My mouth is dry and my face is hot. “I’m your wife,” I stammer.
“You are.”
“They said, well, that is, my mother said,” I’m struggling to find words and wish I could disappear under the covers, behind the pillow, sink into the earth and never be seen again. He gives his head a shake, but when his next words come out, there’s an edge.
“She said what?”
“She said that you’re known to have some very specific desires,” my face is on fire. “The PI uncovered some seriously, well, she called it filth. I don’t think it’s filth.” I add the last part quickly.
Could I have mangled this worse?
“PI? You hired a private investigator to look into me, Jessica?” he sounds incredulous.
“Me? No. But my mother did, and she said that you go to a sex club. That you have a lot of different partners, and that you’re into, well things that aren’t on the usual menu.”
He gives me a half-grin as I say, “usual menu.” But there’s a storm in those eyes that I want to quell.
“I’m sorry, Patrick. This all happened so fast. She just wanted me to know what I was getting into,” I try again.
“Let’s get one thing straight,” he says, voice a low and threatening purr. “If you want to know about my sexual desires, or what’s on my menu, or what I’ve done and with who, you ask me. You don’t listen to gossip, you don’t hire PIs, and you don’t discuss what happens – or doesn’t – between us with anyone. Especially your mother. Do I make myself clear?”
I give a timid nod, wishing with every ounce that I could take back the last five minutes. He leans forward. “Answer me, Jessica.”
“Yes, you’re clear, Patrick,” I whisper. “I’m sorry.”
He drags a hand over his jaw. It was clean-shaven this morning at the church, but now it is already covered in dark, rough stubble. My friends would joke that he’s got too much testosterone, a thought with implications I can’t follow to their full conclusion right now. “I don’t want you to be sorry. You didn’t do anything wrong. It’s just ground rules.”
He holds my gaze again. “As long as I know I can trust you, you can ask me anything and I’ll tell you the truth.”
He reaches down and picks up the book, flipping to a random page. It falls open to an image of a woman hitting a man that’s chained up with a riding crop, maybe? His eyes come up to mine, sparking.
“I’m an open book, Jessica.”
My mind races back to the file of photos, and what I’d been able to read online about the sex club. What I’d been able to digest about the book.
“Do you like normal sex?” My face flashes hot again as he barks a laugh.
Shame courses through me. I’ve accomplished a fair amount in my professional life. But inexperienced doesn’t even begin to describe my personal life. I’d had a couple of awkward fumbles in high school and college. But since then, with everything that happened, I’d barely dated. I’d never been face to face with a man I found so attractive, trying to discuss sex in any kind of open, honest way.
Trying to hold my own with him on this subject keeps throwing me off balance. “I mean, do you always try more adventurous things or do you ever just have sex with someone you care about?”
He goes silent for a long minute. “I’ve been known to go to that club in Boston, and I’ve tried most of what they offer over the years.”
Which isn’t exactly the question I asked, and something in my gaze tells him I’m unsatisfied. He tries again. “There’s not a lot of room in my life for relationships, Jessica. Most of the dating I’ve done is very casual. It’s been easier to handle my sexual needs in a straightforward way. That way, I don’t get anyone tangled up in my life and I don’t have to explain myself,” he runs a hand over his jaw.
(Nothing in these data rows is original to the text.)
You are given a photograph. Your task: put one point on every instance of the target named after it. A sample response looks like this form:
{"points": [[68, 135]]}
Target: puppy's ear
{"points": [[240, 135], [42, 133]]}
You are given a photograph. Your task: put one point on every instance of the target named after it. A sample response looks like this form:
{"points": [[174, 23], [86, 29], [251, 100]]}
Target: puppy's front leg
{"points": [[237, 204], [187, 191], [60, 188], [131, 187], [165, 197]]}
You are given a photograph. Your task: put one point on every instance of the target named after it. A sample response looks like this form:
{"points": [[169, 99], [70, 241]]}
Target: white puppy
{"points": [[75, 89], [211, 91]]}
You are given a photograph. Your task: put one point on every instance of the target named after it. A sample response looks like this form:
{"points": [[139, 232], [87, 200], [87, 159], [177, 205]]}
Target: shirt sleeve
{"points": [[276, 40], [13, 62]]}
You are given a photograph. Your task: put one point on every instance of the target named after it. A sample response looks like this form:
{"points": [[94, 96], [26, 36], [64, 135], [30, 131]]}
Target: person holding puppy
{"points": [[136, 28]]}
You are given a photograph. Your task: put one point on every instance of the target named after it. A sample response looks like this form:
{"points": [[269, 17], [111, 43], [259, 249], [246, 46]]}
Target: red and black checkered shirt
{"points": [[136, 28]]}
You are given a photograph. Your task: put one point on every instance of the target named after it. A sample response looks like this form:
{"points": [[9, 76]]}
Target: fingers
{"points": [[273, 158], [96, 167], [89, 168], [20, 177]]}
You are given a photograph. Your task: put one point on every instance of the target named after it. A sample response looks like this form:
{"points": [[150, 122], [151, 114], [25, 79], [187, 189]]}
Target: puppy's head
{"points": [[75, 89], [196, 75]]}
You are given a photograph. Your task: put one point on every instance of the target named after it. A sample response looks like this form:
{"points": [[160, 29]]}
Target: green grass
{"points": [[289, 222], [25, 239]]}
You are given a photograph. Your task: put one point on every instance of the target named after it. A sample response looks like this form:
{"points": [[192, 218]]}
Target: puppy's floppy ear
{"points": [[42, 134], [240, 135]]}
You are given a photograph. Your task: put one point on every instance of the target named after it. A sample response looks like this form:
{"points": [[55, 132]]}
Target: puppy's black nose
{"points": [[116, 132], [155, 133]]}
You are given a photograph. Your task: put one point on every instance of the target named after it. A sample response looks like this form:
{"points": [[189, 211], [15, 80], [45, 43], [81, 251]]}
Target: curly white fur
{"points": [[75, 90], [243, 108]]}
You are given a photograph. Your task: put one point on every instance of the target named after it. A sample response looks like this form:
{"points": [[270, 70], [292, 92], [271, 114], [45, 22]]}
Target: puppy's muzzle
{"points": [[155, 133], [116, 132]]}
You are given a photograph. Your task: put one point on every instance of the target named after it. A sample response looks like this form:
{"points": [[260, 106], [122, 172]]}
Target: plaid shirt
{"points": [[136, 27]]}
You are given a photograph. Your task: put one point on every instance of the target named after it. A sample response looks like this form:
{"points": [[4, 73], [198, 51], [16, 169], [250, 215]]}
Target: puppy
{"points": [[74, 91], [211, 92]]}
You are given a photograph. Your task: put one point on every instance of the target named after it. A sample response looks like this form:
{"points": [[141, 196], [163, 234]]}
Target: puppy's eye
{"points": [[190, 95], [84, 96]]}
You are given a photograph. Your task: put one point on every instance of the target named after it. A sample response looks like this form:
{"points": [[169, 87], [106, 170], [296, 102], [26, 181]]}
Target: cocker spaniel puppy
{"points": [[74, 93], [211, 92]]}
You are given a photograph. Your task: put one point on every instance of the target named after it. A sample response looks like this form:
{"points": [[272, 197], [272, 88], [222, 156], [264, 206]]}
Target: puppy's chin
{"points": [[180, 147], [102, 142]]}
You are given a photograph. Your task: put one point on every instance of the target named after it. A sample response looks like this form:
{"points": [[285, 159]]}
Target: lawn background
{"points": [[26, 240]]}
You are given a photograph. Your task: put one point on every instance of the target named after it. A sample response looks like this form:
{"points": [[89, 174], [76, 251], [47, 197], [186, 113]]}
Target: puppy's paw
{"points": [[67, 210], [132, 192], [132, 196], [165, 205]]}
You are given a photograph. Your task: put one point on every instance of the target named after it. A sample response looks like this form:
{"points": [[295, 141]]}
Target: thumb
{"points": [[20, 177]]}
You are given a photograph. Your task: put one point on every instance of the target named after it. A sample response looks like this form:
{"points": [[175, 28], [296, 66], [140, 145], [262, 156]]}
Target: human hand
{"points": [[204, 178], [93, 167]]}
Explain himself. Like I’m demanding he do right now.
“I’m sorry, Patrick. I didn’t mean….”
He leans forward, reaching out to close the distance between the chair and the bed, and puts a warm hand on my bare arm. It’s a simple touch that sends a current along my skin. “Stop apologizing, Jessica. As for what you’re asking, yes. I like sex, straightforward and more adventurous. Both. It’s not as much a physical thing as an emotional one. Love isn’t a thing that I’ve ever felt for a woman. But sex? That’s a fantastic way to feel alive.”
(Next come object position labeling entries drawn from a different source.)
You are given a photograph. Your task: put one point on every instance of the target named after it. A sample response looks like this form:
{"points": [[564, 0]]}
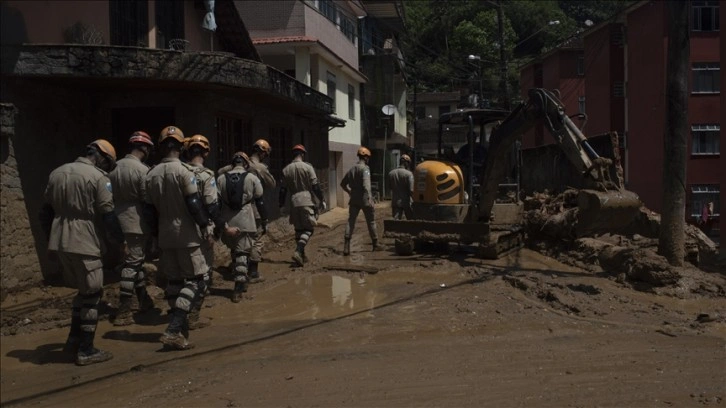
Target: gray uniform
{"points": [[260, 170], [358, 180], [207, 186], [129, 186], [182, 260], [79, 193], [401, 182], [299, 178], [243, 218]]}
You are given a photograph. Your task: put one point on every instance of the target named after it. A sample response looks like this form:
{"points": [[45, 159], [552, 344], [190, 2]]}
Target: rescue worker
{"points": [[261, 150], [357, 183], [78, 209], [238, 188], [196, 150], [128, 182], [178, 217], [401, 182], [300, 180]]}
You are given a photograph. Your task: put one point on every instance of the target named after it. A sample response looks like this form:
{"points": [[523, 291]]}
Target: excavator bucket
{"points": [[602, 212]]}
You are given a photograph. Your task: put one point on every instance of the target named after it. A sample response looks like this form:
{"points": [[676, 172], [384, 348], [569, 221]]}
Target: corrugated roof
{"points": [[283, 40]]}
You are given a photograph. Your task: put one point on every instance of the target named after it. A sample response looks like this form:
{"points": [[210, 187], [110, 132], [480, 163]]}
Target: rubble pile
{"points": [[630, 254]]}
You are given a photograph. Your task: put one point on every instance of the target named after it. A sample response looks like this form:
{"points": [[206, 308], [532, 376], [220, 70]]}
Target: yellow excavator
{"points": [[447, 208]]}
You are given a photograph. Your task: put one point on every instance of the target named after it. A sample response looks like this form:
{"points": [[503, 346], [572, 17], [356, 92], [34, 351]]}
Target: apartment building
{"points": [[74, 71], [316, 42], [622, 71]]}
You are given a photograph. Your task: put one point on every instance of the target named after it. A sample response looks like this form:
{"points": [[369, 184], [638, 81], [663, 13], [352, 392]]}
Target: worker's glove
{"points": [[209, 234]]}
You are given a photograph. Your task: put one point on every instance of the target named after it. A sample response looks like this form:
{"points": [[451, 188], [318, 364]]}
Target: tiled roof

Wait. Love isn’t a thing he’s ever felt? I don’t know how to process that, so I tuck it away for later to consider when he won’t watch me do it.
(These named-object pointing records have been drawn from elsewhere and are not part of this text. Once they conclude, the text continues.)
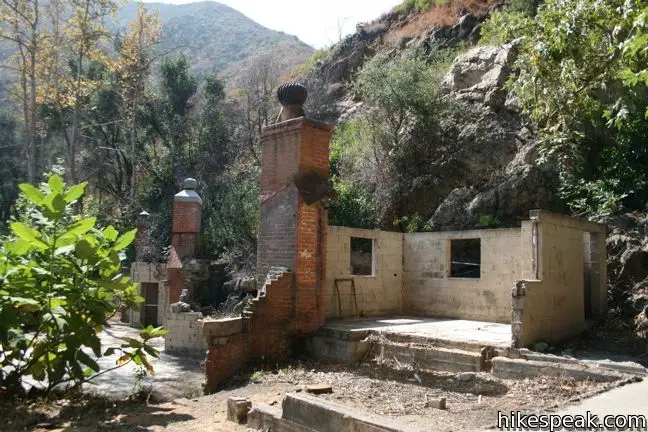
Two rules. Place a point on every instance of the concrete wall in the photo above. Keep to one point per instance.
(429, 289)
(552, 307)
(185, 333)
(144, 272)
(379, 294)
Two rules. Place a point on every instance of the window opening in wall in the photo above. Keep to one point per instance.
(362, 257)
(465, 258)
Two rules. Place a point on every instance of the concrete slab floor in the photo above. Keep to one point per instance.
(443, 329)
(175, 376)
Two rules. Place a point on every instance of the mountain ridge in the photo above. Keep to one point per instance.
(218, 38)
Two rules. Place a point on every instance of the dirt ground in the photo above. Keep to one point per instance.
(471, 404)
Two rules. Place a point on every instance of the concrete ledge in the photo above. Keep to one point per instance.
(268, 418)
(324, 416)
(519, 369)
(434, 358)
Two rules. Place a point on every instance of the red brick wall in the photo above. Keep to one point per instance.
(225, 360)
(184, 243)
(291, 233)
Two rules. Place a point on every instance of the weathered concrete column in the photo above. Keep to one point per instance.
(187, 212)
(292, 231)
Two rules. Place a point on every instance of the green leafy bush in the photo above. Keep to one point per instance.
(60, 281)
(383, 158)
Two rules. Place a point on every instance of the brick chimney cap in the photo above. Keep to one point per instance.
(292, 94)
(190, 183)
(188, 192)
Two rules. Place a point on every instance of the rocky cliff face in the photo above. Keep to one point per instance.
(494, 174)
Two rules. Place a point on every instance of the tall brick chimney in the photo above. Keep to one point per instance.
(293, 223)
(187, 212)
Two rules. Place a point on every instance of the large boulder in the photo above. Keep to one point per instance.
(507, 175)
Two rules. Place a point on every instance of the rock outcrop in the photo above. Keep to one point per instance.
(504, 156)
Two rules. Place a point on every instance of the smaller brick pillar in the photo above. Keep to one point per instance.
(187, 212)
(143, 239)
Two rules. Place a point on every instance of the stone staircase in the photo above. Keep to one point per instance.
(400, 350)
(274, 274)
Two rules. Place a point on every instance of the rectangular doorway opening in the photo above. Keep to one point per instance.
(465, 258)
(362, 257)
(150, 305)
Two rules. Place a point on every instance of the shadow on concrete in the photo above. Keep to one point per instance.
(478, 384)
(611, 339)
(85, 413)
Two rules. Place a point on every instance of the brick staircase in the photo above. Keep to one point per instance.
(253, 306)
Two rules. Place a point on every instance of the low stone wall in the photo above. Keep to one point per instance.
(301, 412)
(185, 333)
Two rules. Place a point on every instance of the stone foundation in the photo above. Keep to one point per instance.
(185, 333)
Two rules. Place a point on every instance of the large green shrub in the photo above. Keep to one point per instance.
(60, 281)
(379, 156)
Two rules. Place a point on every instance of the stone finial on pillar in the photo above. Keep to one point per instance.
(185, 231)
(292, 98)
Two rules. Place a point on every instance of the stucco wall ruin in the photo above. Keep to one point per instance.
(551, 307)
(429, 290)
(379, 294)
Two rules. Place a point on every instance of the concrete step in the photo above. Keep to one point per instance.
(418, 356)
(359, 335)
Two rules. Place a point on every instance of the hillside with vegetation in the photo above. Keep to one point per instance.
(453, 114)
(217, 38)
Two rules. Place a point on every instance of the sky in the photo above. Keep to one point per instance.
(319, 23)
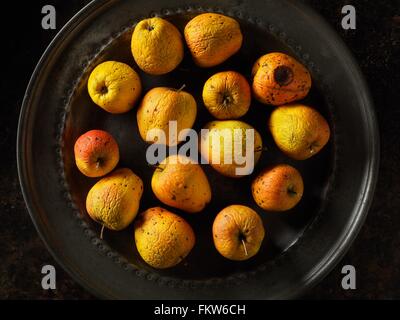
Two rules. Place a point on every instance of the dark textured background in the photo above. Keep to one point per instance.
(376, 251)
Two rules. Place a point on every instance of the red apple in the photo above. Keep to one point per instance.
(96, 153)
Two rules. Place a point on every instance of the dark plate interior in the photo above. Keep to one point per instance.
(339, 182)
(204, 262)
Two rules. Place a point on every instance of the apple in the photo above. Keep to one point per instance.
(96, 153)
(238, 232)
(278, 188)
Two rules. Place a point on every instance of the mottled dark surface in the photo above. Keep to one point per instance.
(376, 251)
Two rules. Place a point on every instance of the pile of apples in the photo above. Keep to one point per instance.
(163, 238)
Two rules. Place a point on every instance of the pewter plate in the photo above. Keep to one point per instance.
(300, 247)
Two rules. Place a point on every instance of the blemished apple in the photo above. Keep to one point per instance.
(96, 153)
(238, 232)
(278, 188)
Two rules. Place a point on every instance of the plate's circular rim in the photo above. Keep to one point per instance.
(331, 258)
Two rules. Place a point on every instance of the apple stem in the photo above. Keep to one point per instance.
(181, 88)
(260, 149)
(244, 246)
(102, 232)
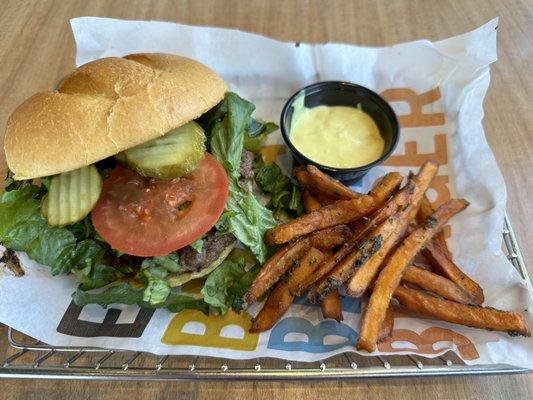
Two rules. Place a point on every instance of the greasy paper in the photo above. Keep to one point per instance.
(436, 88)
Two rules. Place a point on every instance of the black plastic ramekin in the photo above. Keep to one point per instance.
(336, 93)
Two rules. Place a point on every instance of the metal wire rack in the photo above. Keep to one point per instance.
(27, 358)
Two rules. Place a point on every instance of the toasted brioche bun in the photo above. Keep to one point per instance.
(104, 107)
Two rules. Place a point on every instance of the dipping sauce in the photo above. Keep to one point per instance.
(335, 136)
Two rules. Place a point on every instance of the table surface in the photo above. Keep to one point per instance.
(37, 49)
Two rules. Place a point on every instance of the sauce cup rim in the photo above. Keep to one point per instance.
(390, 114)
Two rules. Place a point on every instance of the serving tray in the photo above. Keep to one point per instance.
(27, 358)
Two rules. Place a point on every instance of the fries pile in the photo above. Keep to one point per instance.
(366, 243)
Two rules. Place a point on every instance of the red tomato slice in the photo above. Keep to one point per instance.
(149, 217)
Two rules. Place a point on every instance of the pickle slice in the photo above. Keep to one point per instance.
(173, 155)
(72, 196)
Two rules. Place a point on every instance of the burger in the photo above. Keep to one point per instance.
(138, 175)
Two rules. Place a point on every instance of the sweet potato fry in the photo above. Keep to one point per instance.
(367, 253)
(340, 212)
(385, 187)
(331, 306)
(437, 284)
(275, 268)
(327, 239)
(310, 202)
(362, 231)
(303, 177)
(365, 274)
(277, 304)
(473, 316)
(390, 276)
(386, 326)
(401, 200)
(446, 267)
(332, 187)
(381, 192)
(426, 209)
(307, 265)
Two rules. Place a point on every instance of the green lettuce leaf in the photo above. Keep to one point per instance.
(22, 228)
(227, 284)
(285, 197)
(257, 133)
(227, 137)
(198, 245)
(154, 271)
(245, 217)
(124, 293)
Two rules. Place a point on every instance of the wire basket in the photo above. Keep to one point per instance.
(30, 359)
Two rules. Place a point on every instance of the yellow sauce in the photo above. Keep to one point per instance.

“So you weren’t seeing anyone? Before this, I mean,” I say awkwardly. It takes him a second, and then he leans even closer.
“Absolutely not, Jessica. I don’t do infidelity. If someone was relying on me, I’d never have agreed to this,” his voice is intense again, the way it gets when he wants to make sure you’re listening. “I will never betray your trust while we’re married. I expect the same loyalty from you. Do you understand?”
Part of me balks again at him telling me what to do. But another part warms to the clarity, the command. He’s asking only for what he’s offering, and he’s giving me the chance to agree – or not. Just like he had back in his office.